3.10 Actions Pending. There is no action, suit or proceeding pending or
to the knowledge of the Company, threatened against or affecting the Company or
any of its respective properties or rights before any court or by or before any
governmental body or arbitration board or tribunal.
3.11 Material Contracts. Except as set forth on the Disclosure Schedule
attached hereto, the Company is not a party to (and is not otherwise bound by)

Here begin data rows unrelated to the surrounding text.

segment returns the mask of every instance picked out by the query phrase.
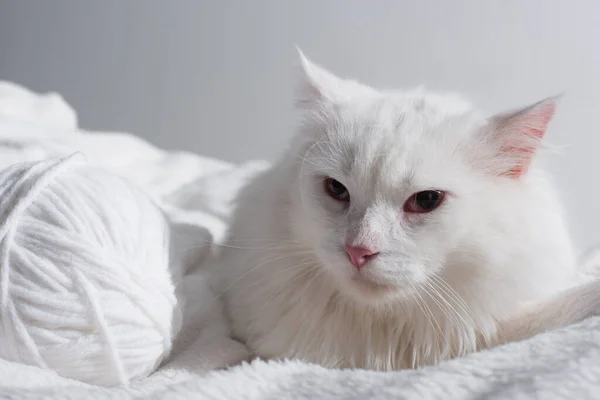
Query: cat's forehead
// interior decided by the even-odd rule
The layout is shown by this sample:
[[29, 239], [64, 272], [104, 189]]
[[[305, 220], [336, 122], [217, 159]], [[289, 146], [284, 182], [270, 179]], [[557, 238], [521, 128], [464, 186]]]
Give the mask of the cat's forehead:
[[325, 152], [332, 167], [370, 185], [411, 185], [452, 160], [454, 143], [479, 121], [443, 95], [391, 94], [336, 110]]

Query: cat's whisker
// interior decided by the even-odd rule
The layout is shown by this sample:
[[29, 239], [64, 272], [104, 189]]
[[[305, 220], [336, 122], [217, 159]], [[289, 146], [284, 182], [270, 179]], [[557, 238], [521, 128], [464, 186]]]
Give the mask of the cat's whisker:
[[[481, 337], [481, 339], [484, 341], [484, 346], [488, 347], [489, 339], [487, 337], [485, 337], [485, 335], [479, 335], [479, 332], [483, 332], [484, 330], [481, 328], [478, 318], [475, 316], [475, 314], [473, 313], [473, 311], [471, 310], [469, 305], [465, 302], [465, 300], [460, 296], [460, 294], [458, 294], [458, 292], [452, 286], [450, 286], [450, 284], [448, 284], [448, 282], [446, 282], [444, 280], [443, 277], [438, 276], [438, 275], [433, 275], [432, 278], [433, 278], [433, 282], [436, 282], [436, 284], [439, 285], [438, 287], [441, 290], [446, 291], [446, 293], [448, 293], [448, 295], [453, 299], [456, 306], [458, 308], [460, 308], [461, 310], [463, 310], [469, 317], [470, 322], [471, 322], [470, 324], [467, 323], [464, 319], [463, 319], [463, 322], [464, 322], [465, 326], [472, 325], [475, 328], [475, 332], [474, 332], [475, 345], [478, 348], [481, 348], [480, 347], [481, 343], [479, 340], [479, 337]], [[462, 316], [461, 316], [461, 319], [462, 319]]]
[[[431, 285], [430, 281], [425, 281], [425, 284], [428, 288], [428, 293], [431, 300], [437, 305], [438, 309], [442, 312], [444, 317], [448, 318], [451, 321], [452, 327], [456, 329], [460, 329], [462, 326], [456, 317], [456, 310], [448, 303], [448, 301], [440, 294], [440, 292]], [[447, 324], [444, 324], [446, 326]], [[452, 335], [452, 331], [450, 331], [450, 335]], [[446, 341], [446, 346], [448, 346], [448, 350], [450, 351], [450, 356], [452, 358], [455, 357], [455, 352], [453, 350], [452, 341], [448, 340], [446, 335], [444, 335], [444, 340]]]
[[[309, 265], [312, 265], [312, 268], [307, 267]], [[286, 281], [285, 284], [279, 290], [277, 290], [275, 293], [273, 293], [273, 295], [271, 295], [271, 297], [269, 297], [267, 299], [267, 301], [261, 307], [261, 312], [263, 312], [264, 309], [271, 303], [271, 301], [273, 299], [275, 299], [278, 295], [280, 295], [286, 288], [288, 288], [290, 285], [292, 285], [293, 283], [295, 283], [299, 279], [305, 277], [309, 273], [313, 272], [317, 268], [317, 265], [314, 264], [314, 263], [305, 263], [305, 264], [302, 264], [302, 267], [304, 267], [304, 268], [303, 268], [303, 270], [299, 274], [297, 274], [294, 278]]]
[[243, 274], [241, 274], [240, 276], [238, 276], [233, 282], [231, 282], [229, 285], [227, 285], [218, 295], [218, 298], [221, 298], [221, 296], [223, 296], [223, 294], [225, 292], [227, 292], [232, 286], [234, 286], [236, 283], [238, 283], [241, 279], [243, 279], [244, 277], [246, 277], [247, 275], [255, 272], [256, 270], [258, 270], [259, 268], [264, 267], [265, 265], [268, 265], [272, 262], [278, 261], [278, 260], [282, 260], [285, 258], [290, 258], [290, 257], [296, 257], [297, 253], [288, 253], [288, 254], [280, 254], [275, 258], [272, 258], [270, 260], [267, 260], [265, 262], [263, 262], [262, 264], [259, 264], [253, 268], [250, 268], [248, 271], [244, 272]]

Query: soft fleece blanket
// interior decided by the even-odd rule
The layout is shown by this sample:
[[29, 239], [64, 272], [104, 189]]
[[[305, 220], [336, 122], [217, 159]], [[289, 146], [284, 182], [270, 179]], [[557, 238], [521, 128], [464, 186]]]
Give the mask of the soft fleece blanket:
[[[174, 262], [200, 266], [208, 242], [223, 238], [232, 188], [266, 166], [166, 152], [128, 134], [83, 132], [59, 95], [0, 82], [0, 168], [74, 151], [154, 198], [178, 230]], [[600, 260], [592, 257], [589, 265], [597, 264], [594, 258]], [[594, 399], [600, 398], [600, 319], [437, 366], [390, 373], [257, 360], [208, 373], [163, 368], [128, 387], [99, 388], [0, 360], [0, 399], [42, 398]]]

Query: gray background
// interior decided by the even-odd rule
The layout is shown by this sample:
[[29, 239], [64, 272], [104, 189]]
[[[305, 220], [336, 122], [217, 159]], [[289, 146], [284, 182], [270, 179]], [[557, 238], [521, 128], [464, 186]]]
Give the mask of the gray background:
[[595, 0], [0, 0], [0, 79], [62, 93], [84, 128], [231, 161], [273, 159], [292, 134], [295, 44], [489, 112], [564, 91], [549, 168], [582, 247], [600, 239], [599, 42]]

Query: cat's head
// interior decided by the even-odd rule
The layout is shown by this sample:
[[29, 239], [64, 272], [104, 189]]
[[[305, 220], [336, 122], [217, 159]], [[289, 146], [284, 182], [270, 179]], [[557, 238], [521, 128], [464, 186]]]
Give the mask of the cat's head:
[[519, 207], [511, 193], [555, 99], [485, 118], [455, 96], [381, 92], [301, 62], [292, 226], [344, 291], [382, 301], [421, 285]]

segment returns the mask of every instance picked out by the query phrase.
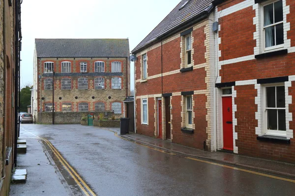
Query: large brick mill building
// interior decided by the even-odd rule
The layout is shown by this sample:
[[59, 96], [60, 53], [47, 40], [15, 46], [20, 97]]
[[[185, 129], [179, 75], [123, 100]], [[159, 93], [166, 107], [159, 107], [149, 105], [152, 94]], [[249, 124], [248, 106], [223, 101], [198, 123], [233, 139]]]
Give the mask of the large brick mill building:
[[295, 7], [181, 0], [132, 51], [137, 132], [295, 162]]
[[36, 121], [52, 122], [48, 114], [54, 102], [58, 123], [73, 123], [77, 118], [78, 123], [81, 112], [124, 115], [122, 101], [130, 95], [128, 39], [36, 39], [35, 44]]

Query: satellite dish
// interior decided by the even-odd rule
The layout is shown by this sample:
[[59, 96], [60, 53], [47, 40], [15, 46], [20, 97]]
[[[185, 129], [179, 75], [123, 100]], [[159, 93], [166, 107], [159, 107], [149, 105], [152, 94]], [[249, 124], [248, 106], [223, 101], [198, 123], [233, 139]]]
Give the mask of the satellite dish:
[[130, 61], [135, 61], [137, 59], [137, 57], [134, 54], [132, 54], [130, 56], [129, 56], [129, 60]]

any of the following: (i) any employment or consulting contract, (ii) any
agreement providing for the issuance or repurchase of any securities of the
Company, (iii) any agreement in respect of registration rights, preemptive
rights, rights of first refusal, voting rights or other rights of security
holders, (iv) any agreement evidencing or providing for any indebtedness for
borrowed money, or (v) any other agreement that could reasonably be deemed
material to the Company.
3.12 Investments in United States Real Property Interests. The Company's
capital stock does not constitute a United States real property interest as that
term is defined in Section 897(c)(1)(A)(ii) of the Internal Revenue Code of
1986, as amended (the "Code"). The preceding representation is based on a
determination by the Company that the Company is not and has not been a United
States real property holding corporation (as that term is defined in Section
897(c)(2) of the Code) ("USRPHC") during the five (5) year period preceding the
date of this Agreement. From time to time, upon request of any Purchaser, the
Company shall make a determination as to its status as a USRPHC. If at any time
in the future the Company should become a USRPHC, the Company shall, as promptly
as possible, notify each Purchaser of such change in status.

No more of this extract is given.